Ralph Fiennes, Tilda Swinton, Bill Murray
Directed by Wes Anderson

The rap on Wes Anderson is that he doesn’t make movies so much as build castles in the air. To Anderson haters, from Bottle Rocket and Rushmore to Fantastic Mr. Fox and Moonrise Kingdom, his films reek of pressed flowers, too stale and studied to feel for.

To the rest of us, the 44-year-old Texan is one of the few original stylists working in modern cinema. The Grand Budapest Hotel, the new Anderson film that opened to raves at the Berlin Film Festival, won’t silence his detractors. It’s a filigreed toy box of a movie, so delicious-looking you may want to lick the screen. It is also, in the Anderson manner, shot through with humor, heartbreak and a bruised romantic’s view of the past. It is also, not in the Anderson manner, a rollicking caper that mixes theft, murder, a prison break and pastry recipes into a rousing free-forall that speeds by like a dervish.

Set in a fictional European spa town between the world wars, with Nazis on the march and an elegant way of life under siege, The Grand Budapest Hotel pivots around the character of Monsieur Gustave H (Ralph Fiennes), the hotel concierge who believes that etiquette helps define civilization. Gustave’s morals are no match for his manners as he enjoys sexual congress with guests of both sexes. It’s a feast of a role, and Fiennes, exuding Olympian verbal dexterity, nails every comic and dramatic nuance. He’s sensational.

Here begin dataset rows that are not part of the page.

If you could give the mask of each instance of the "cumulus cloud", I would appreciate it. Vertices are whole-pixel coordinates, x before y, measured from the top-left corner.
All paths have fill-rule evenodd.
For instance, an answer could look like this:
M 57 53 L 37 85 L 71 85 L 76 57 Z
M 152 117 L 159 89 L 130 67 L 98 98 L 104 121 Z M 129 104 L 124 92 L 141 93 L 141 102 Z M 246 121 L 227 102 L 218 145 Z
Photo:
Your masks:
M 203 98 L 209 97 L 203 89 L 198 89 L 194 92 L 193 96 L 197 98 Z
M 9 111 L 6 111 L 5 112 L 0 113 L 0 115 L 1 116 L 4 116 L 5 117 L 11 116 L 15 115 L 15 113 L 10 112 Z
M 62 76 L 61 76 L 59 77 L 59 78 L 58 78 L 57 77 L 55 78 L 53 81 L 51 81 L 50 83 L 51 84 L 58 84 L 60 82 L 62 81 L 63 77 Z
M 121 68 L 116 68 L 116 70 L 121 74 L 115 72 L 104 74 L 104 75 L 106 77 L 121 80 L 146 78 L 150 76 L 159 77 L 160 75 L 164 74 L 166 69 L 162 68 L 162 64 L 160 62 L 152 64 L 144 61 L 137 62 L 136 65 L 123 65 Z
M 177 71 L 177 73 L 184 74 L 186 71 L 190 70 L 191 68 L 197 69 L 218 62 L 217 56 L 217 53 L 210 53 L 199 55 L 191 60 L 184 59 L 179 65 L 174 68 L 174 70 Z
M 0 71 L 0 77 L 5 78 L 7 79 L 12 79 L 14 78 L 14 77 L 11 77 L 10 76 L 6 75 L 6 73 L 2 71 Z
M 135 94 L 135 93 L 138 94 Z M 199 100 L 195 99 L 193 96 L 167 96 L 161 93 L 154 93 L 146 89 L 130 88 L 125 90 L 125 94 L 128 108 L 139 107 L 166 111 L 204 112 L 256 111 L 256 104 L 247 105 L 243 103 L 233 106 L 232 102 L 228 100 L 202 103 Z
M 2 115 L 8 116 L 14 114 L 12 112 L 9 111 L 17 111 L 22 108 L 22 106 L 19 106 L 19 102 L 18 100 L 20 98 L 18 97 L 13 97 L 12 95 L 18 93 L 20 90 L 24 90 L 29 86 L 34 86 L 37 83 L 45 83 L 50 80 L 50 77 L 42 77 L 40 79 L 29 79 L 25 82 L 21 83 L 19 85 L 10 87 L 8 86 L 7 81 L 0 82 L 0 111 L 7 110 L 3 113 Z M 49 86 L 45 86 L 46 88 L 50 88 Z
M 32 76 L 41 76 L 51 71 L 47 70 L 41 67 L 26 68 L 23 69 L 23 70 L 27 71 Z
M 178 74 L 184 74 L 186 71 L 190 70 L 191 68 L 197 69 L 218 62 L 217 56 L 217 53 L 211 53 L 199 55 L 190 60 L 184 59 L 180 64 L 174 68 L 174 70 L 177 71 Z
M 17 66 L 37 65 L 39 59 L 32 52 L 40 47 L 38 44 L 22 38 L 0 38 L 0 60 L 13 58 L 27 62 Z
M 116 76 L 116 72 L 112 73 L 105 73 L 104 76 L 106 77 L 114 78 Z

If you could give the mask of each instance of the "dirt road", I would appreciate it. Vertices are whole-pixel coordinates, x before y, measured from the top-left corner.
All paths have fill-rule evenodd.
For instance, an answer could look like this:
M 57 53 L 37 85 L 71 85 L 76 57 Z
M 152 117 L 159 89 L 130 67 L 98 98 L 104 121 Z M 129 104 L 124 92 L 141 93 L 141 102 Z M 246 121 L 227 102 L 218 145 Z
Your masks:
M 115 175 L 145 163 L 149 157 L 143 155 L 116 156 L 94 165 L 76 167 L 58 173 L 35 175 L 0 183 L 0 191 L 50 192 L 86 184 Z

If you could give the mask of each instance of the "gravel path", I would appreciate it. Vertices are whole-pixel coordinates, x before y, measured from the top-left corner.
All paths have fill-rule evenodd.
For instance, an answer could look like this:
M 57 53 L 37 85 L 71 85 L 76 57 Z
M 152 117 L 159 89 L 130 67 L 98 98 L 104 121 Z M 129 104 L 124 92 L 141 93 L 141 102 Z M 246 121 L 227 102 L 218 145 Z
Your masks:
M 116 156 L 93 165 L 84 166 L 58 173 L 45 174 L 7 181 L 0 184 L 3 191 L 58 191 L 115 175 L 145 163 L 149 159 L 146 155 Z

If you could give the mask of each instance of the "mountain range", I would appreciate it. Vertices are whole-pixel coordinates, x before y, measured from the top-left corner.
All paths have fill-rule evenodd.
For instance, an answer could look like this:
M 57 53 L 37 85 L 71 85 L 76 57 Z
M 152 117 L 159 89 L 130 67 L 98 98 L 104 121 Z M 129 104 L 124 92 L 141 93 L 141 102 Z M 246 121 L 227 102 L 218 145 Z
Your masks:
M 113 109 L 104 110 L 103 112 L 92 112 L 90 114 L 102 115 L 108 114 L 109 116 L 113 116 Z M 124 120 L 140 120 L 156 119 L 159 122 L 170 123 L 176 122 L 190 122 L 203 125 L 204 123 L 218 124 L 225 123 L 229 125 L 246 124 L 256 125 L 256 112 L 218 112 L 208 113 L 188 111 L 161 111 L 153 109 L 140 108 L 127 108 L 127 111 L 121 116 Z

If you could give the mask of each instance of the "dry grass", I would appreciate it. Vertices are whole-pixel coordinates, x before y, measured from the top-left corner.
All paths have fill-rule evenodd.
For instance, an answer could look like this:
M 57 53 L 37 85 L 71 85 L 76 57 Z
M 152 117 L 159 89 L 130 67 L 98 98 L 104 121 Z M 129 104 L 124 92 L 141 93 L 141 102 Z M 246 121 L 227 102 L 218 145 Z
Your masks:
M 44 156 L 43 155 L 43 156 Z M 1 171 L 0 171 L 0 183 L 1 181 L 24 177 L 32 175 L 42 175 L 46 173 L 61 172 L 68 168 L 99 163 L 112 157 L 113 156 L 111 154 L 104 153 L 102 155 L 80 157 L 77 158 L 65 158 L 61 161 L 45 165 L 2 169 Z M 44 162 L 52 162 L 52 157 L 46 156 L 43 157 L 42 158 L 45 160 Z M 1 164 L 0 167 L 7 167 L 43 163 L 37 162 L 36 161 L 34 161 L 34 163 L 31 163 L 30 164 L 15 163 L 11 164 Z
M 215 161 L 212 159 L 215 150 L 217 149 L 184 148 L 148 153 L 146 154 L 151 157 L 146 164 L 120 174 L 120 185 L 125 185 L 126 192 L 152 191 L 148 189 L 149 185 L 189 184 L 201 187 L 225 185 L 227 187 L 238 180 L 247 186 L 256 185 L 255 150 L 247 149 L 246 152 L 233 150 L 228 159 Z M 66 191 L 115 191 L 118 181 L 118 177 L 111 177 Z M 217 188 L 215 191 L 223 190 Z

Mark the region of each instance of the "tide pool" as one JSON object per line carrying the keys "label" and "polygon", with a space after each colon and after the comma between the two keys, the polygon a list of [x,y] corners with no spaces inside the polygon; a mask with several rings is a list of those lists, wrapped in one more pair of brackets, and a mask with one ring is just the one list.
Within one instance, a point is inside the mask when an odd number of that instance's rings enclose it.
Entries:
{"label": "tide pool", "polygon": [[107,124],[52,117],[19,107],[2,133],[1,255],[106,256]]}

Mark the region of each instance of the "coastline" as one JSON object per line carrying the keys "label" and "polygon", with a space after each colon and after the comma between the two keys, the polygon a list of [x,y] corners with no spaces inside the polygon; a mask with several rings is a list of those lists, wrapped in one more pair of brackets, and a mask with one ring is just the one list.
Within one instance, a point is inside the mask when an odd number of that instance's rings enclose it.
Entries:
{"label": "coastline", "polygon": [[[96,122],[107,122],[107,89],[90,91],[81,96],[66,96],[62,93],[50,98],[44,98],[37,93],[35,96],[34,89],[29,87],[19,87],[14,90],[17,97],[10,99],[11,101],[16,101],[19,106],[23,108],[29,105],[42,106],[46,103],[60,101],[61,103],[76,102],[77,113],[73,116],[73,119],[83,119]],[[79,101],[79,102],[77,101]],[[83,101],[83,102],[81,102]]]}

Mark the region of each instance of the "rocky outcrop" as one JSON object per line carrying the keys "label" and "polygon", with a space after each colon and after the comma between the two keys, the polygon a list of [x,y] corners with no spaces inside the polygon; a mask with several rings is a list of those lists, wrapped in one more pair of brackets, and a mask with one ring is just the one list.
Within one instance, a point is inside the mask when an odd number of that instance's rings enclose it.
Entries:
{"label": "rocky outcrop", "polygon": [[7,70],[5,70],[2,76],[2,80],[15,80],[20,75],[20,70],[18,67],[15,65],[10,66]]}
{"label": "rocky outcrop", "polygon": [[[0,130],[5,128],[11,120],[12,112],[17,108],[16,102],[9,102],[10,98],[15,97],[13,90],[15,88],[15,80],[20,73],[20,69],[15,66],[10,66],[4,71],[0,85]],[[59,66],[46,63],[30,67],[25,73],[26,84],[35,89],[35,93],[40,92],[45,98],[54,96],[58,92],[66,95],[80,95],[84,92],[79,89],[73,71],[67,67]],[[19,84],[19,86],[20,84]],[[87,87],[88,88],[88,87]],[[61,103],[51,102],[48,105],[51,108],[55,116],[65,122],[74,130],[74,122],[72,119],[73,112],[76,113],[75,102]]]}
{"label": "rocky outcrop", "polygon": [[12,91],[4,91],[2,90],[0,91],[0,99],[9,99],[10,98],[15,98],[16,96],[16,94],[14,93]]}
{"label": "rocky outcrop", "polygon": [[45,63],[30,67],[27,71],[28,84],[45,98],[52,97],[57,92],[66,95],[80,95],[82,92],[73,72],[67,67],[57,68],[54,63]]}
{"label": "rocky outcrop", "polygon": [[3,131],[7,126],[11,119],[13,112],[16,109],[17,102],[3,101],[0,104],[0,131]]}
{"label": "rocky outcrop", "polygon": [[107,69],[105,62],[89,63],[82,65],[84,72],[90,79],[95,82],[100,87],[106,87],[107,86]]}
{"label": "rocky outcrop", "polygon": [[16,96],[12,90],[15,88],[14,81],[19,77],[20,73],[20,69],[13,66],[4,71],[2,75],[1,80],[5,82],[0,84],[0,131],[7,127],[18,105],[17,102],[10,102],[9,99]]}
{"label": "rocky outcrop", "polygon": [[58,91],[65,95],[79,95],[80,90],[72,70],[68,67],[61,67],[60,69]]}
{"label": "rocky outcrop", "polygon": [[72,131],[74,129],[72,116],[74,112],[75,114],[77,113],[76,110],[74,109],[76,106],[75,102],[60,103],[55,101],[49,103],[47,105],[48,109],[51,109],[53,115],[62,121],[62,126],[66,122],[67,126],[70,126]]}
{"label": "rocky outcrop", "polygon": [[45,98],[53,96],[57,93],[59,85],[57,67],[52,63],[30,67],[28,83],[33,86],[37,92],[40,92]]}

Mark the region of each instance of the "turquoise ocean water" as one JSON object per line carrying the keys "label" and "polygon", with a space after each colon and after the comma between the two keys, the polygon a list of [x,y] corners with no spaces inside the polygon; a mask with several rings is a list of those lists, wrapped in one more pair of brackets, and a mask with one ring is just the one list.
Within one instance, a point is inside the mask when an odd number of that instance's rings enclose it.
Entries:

Anderson cleverly surrounds Gustave with glorious liars, lovers and clowns. Newcomer Tony Revolori excels as Zero Moustafa, the lobby boy Gustave takes under his wing. The vain concierge flirts with Agatha (Saoirse Ronan), Zero’s true love, who carries a facial birthmark shaped like Mexico. Agatha works at Mendl’s bakery, where her famed pastry, Courtesan au chocolat, helps thicken the plot.

And, boy, does the plot thicken when the unforgettable Tilda Swinton, covered in wrinkly latex, shows up as Madame Céline Villeneuve Desgoffe und Taxis, an 84-yearold dowager with a thing for Gustave. It’s the murder of Madame D and a stolen Renaissance painting that puts Gustave and Zero on the run from cops, led by Inspector (Edward Norton) and Dmitri (Adrien Brody), Madame D’s ruthless son, and his henchman Jopling, a killer played all in black by a killer-funny Willem Dafoe, a Dr. Strangelove cruel enough to throw a cat out a window.

As the film spins on its axis like a Marx Brothers farce, a peak of hilarity is hit when Gustave and Zero escape prison with the help of a tattooed Harvey Keitel. Characters tumble out with frenzied unpredictability, including Bill Murray, Owen Wilson and Jason Schwartzman as a trio of wacky concierges. Abetted by Robert Yeoman’s luscious camerawork and a bouncy score by Alexandre Desplat, the film has a careless ease that’s irresistible.

Anderson, of course, wants to create more than the movie equivalent of a pastry from Mendl’s. He frames his film with an older Zero (F. Murray Abraham) telling his story to a young writer (Jude Law). Anderson credits Viennese writer Stefan Zweig for inspiring the script he wrote with Hugo Guinness. And critics at Berlin couldn’t refrain from comparing the film to the 1930s classics of Ernst Lubitsch.

My advice is, don’t let academic analysis bury the pleasures of beholding Anderson in a wonderland of his own making. His abiding love for a vanished past, real and imagined, is at the core of The Grand Budapest Hotel. The thrill comes in watching as this rare talent gives his movie wings.